Like other participants, Dr. John Kunzer recommended the briefings to others.

“The program provides a comprehensive overview of key items facing the school system–from strategy to operations to legislative affairs,” he said.

“As a pediatrician and a parent of three children in the Lawrence school system, I felt better prepared to be an advocate for our schools and proud of all the great work our teachers and administrators do every day.”

For Stephanie Greenwald, the highlights included learning about the Indiana Graduates Prepared to Succeed program and the GPS Dashboard, a data tool that shows student progress in key skills and outcomes.

“You can see a decrease in test scores across the board post-pandemic, but you can also see the scores rising again,” she said. “That’s great. We are getting back to where we were and where MSDLT should be.”

She also cited the ability of students to earn advanced training and college credit while in high school, allowing them to save money later on college tuition and obtain valuable skills.

Overall, she said, “The programming they offer at the high school level is on par with some of the other much bigger area high schools.”

Greenwald appreciates the diversity of Lawrence and defends the district when people ask her opinion on the best school systems.

“I have two kids in an MSDLT elementary school, and I love that they are taught about other cultures and have friends with a variety of races and backgrounds.
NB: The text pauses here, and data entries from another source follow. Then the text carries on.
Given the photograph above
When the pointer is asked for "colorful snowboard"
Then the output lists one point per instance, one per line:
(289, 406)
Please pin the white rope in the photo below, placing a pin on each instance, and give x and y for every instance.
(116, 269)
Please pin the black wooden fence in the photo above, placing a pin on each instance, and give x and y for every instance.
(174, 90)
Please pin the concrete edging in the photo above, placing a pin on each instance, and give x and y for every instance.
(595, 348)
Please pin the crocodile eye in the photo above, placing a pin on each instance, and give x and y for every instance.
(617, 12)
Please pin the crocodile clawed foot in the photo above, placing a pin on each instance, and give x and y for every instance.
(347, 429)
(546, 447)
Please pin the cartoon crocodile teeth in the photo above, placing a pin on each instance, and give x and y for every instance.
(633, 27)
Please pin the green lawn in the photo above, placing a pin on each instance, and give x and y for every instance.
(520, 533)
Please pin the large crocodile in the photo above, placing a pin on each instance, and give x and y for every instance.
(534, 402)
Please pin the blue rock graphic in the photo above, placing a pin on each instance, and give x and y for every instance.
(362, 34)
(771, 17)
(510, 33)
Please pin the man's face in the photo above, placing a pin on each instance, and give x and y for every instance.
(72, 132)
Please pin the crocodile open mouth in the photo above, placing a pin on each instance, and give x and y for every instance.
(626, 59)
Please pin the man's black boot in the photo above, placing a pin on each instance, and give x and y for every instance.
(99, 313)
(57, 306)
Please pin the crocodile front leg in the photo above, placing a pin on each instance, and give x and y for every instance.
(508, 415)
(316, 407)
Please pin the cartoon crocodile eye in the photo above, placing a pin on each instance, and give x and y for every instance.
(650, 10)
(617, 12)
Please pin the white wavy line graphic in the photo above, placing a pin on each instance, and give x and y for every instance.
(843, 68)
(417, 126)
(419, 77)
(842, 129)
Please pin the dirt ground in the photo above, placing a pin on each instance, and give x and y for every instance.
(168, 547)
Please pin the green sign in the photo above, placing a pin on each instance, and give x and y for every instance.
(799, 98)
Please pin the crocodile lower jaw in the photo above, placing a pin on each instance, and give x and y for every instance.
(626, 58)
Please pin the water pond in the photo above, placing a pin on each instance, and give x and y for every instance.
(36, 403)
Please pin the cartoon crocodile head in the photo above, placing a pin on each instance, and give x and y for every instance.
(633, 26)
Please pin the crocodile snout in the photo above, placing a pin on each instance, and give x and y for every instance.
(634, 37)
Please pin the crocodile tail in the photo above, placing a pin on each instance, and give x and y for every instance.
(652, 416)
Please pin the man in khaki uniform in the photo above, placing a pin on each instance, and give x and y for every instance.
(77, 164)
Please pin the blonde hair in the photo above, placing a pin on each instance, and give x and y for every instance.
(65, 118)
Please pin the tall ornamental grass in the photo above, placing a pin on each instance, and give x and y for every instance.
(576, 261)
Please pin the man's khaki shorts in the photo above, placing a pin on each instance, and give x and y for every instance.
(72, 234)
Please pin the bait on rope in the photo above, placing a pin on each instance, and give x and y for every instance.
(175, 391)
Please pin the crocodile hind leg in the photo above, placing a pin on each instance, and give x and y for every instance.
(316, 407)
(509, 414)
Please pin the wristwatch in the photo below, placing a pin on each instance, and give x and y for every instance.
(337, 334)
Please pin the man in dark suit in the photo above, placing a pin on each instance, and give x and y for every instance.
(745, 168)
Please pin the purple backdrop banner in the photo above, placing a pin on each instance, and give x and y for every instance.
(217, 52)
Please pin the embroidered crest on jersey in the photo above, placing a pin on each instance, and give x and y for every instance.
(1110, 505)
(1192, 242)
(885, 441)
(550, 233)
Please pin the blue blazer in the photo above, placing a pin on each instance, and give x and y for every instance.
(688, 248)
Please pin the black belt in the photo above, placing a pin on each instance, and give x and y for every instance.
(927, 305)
They are having fun while learning all the important things they need to know.”

Lawrence North Students participate in the 2023 North Shadeland Alliance Fall Festival

The importance of community for Lawrence Township Schools

Smith, a former assistant superintendent for Pike Township Schools, was named superintendent ten years ago this month.

“As public schools, I think we have to market and promote what we do,” he said. “I think that is something Lawrence will do — we will go on the offensive to show the community, the state, and the country that we provide a quality public education.”

A former Indianapolis Public Schools and Washington Township teacher, Smith relishes talking about public schools—and dispelling misconceptions.

“There is a synergy on the northeast side of Indianapolis that has brought people from all over the world,” he told the stakeholder group. “They are being educated, and they are graduating and going on to bigger and better things.”

“Do we have problems? Everywhere has problems,” he said. “We have to get back to supporting one another.”

“And those who do have issues, we can’t turn our backs on them. As a public institution, we don’t turn our backs on anyone.”